Findings and Diagnosis

Imaging Findings
Thyroid Ultrasound: A mixed cystic and solid left thyroid nodule with predominantly cystic components.
I-123 Thyroid Scintigraphy: A large left thyroid nodule demonstrating focal radiotracer uptake with peripheral uptake and central photopenia, consistent with a hyperfunctioning nodule with cystic components. The remainder of the thyroid gland shows suppressed activity.

Differential Diagnosis

  • Hyperfunctioning thyroid nodule (toxic adenoma)

  • Multinodular goiter

  • Graves’ disease

  • Thyroid malignancy

Final Diagnosis: Hyperfunctioning thyroid nodule (Toxic adenoma)


Discussion

Hyperfunctioning Thyroid Nodule / Toxic Adenoma

Pathophysiology
Endogenous causes of hyperthyroidism include toxic adenoma, multinodular goiter, Graves’ disease, subacute thyroiditis (including Hashitoxicosis), and extrathyroidal sources such as struma ovarii.
Toxic adenomas arise from focal clonal proliferation of follicular thyroid cells that function independently of TSH regulation.
Approximately 20–80% of toxic adenomas harbor activating mutations in the TSH receptor gene, leading to autonomous thyroid hormone production.

Epidemiology

  • The overall prevalence of hyperthyroidism is approximately 1.3%.
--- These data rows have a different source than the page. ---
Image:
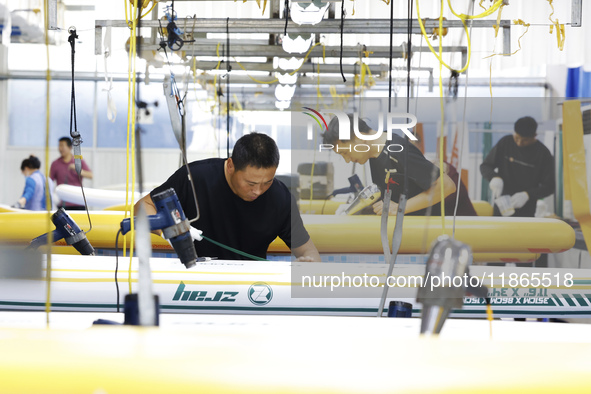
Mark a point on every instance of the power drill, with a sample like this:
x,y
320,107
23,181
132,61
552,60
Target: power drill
x,y
65,227
366,197
175,227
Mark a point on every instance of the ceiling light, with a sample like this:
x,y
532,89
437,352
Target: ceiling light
x,y
308,13
290,64
281,104
286,78
284,92
297,43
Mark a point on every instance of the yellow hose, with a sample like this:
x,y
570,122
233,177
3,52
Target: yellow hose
x,y
422,26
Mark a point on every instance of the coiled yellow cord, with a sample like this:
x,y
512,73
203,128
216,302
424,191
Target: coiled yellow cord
x,y
133,9
439,57
47,194
489,317
488,12
291,73
441,136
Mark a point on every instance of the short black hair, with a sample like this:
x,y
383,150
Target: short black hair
x,y
31,162
256,150
68,141
331,136
526,126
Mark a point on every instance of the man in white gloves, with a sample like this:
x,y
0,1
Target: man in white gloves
x,y
520,166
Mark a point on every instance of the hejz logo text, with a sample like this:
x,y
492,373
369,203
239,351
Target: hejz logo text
x,y
200,295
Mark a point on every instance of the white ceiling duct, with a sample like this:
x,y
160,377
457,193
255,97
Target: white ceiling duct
x,y
22,31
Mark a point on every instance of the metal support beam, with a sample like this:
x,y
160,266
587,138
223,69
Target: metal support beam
x,y
327,26
576,18
209,50
506,40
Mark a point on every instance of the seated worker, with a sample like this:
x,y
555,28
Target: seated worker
x,y
424,183
33,197
241,205
520,166
465,207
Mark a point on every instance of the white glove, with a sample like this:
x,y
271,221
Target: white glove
x,y
196,234
519,199
341,209
496,187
  • It is more common in women than in men, with a ratio of approximately 5:1.

  • Toxic adenomas are more frequently observed in younger women, while Graves’ disease tends to be more common in older females.

Clinical Presentation

  • Palpable neck mass/goiter

  • Weight loss

  • Palpitations

  • Heat intolerance

  • Tremor

  • Anxiety

Imaging Findings

  • I-123 Thyroid Scintigraphy: Focal radiotracer uptake in the adenoma with suppression of the remaining thyroid parenchyma

  • Thyroid Ultrasound: Presence of a well-defined thyroid nodule, which may be solid, cystic, or mixed in composition

Management

  • Symptom control with beta-blockers and methimazole

  • Surgical lobectomy in selected cases

  • Radioactive iodine ablation (I-131 therapy) for definitive treatment

Reference

(1)      Reiners C, Schneider P. Radioiodine therapy of thyroid autonomy. Eur J Nucl Med Mol Imaging. 2002;29 Suppl 2:S471-S478.

(2)      Ross DS, Burch HB, Cooper DS, et al. 2016 American Thyroid Association guidelines for diagnosis and management of hyperthyroidism and other causes of thyrotoxicosis. Thyroid. 2016;26(10):1343-1421.